Instead, companies are focusing on how to leverage the impressive basic capabilities of LLMs already available. This shift from hype to reality is underscored by six critical debates that are shaping the AI landscape. These debates represent fault lines between the zealous believers in imminent superintelligence and those advocating for a more pragmatic approach to AI adoption. For enterprise leaders, understanding these debates is crucial. There are significant stakes for companies looking to exploit this powerful technology, even if it’s not the godlike force its most ardent proponents claim.

Don’t read this wrong. Most enterprise leaders still believe that the technology has already produced profound benefits.
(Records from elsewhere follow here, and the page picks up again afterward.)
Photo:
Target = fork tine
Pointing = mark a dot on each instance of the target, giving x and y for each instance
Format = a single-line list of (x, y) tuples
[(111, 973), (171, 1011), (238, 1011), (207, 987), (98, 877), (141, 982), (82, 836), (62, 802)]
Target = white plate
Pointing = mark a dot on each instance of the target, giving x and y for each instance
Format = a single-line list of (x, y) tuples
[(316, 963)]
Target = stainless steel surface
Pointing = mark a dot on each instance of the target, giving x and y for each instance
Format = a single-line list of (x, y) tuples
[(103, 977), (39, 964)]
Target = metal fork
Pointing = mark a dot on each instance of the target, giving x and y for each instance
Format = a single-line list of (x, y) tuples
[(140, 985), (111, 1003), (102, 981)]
During our recent AI Impact Tour, where meetings and events were held with Fortune 500 companies across the country, leaders openly discussed their efforts to embrace AI’s promise.
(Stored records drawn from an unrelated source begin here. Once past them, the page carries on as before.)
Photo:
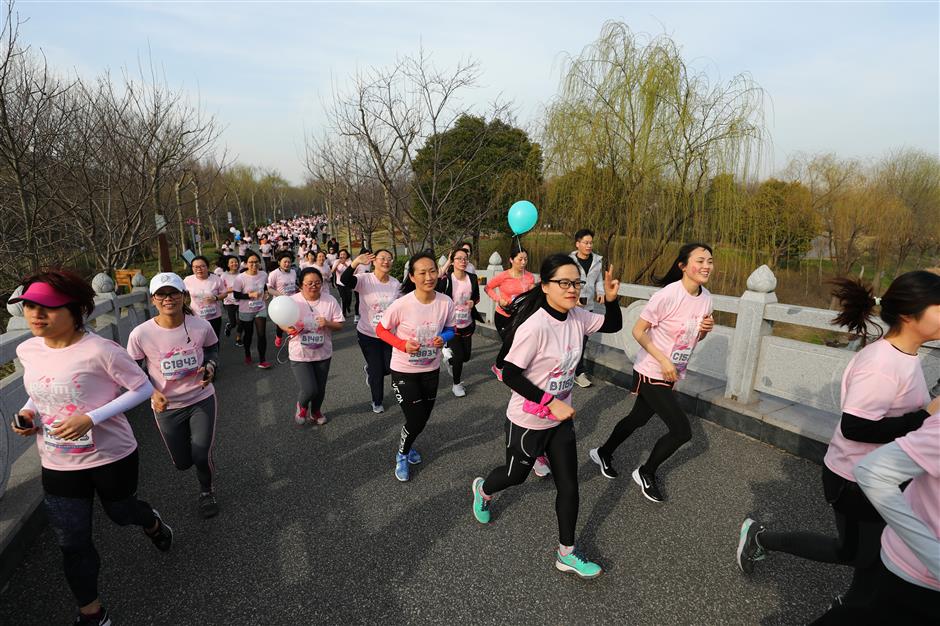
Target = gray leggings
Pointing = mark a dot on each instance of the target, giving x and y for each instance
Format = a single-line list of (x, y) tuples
[(311, 379), (188, 434)]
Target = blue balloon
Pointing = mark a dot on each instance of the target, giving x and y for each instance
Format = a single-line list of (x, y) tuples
[(522, 216)]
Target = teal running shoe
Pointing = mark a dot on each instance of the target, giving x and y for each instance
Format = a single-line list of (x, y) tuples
[(576, 563), (481, 507), (402, 471)]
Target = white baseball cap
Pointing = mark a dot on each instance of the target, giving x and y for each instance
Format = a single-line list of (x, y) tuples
[(166, 279)]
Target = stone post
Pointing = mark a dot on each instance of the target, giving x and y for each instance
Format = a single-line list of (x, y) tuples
[(744, 351)]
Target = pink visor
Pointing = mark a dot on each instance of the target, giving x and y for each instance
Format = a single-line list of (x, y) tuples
[(43, 294)]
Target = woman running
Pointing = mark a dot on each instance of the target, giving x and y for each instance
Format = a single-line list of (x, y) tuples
[(75, 411), (311, 345), (206, 292), (378, 289), (884, 395), (251, 293), (417, 326), (282, 282), (545, 337), (463, 288), (671, 324), (181, 353)]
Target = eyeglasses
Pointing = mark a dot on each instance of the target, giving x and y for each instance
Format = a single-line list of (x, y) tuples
[(566, 284), (160, 297)]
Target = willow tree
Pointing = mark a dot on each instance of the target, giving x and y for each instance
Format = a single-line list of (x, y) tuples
[(634, 138)]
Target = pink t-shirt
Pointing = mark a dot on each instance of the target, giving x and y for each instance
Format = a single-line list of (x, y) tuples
[(202, 294), (923, 494), (283, 282), (174, 355), (675, 316), (880, 381), (408, 319), (548, 351), (73, 381), (246, 283), (374, 297), (462, 290), (313, 344), (228, 280)]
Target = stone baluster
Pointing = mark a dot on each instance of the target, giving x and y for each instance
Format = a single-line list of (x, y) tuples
[(744, 351)]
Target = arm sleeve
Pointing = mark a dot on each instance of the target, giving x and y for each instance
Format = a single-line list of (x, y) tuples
[(884, 430), (516, 380), (880, 475), (388, 337), (124, 402), (349, 279)]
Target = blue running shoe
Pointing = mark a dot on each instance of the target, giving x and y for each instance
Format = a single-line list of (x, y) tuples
[(402, 471)]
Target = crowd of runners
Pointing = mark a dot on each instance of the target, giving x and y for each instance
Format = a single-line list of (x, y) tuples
[(881, 473)]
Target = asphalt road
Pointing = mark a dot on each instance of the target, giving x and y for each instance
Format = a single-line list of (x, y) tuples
[(315, 529)]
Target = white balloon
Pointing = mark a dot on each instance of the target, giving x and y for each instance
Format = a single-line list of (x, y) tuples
[(283, 311)]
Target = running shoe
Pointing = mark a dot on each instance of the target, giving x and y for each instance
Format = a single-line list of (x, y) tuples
[(481, 506), (402, 471), (208, 507), (648, 486), (163, 538), (541, 467), (101, 618), (576, 563), (607, 470), (749, 548)]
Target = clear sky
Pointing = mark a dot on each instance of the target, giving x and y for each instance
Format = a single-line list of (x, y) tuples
[(857, 79)]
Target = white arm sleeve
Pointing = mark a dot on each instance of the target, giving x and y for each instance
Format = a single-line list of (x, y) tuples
[(124, 402)]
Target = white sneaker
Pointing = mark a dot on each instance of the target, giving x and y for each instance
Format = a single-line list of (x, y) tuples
[(581, 380), (541, 468)]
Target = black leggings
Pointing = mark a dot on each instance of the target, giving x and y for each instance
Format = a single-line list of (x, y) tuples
[(247, 330), (523, 446), (416, 393), (858, 543), (652, 397), (311, 379), (69, 501), (461, 346), (378, 356), (188, 434)]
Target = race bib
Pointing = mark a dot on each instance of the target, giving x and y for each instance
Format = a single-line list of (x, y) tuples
[(179, 365), (82, 445)]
But these six debates will be central to discussions at our upcoming VB Transform event, scheduled for July 9-11 in the heart of San Francisco’s SOMA district. We’ve curated the event based on extensive conversations with executives from the largest players in AI. 

The speaker lineup includes representatives from industry giants like OpenAI, Anthropic, Nvidia, Microsoft, Google, and Amazon, as well as AI leaders from Fortune 500 companies such as Kaiser Permanente, Walmart, and Bank of America.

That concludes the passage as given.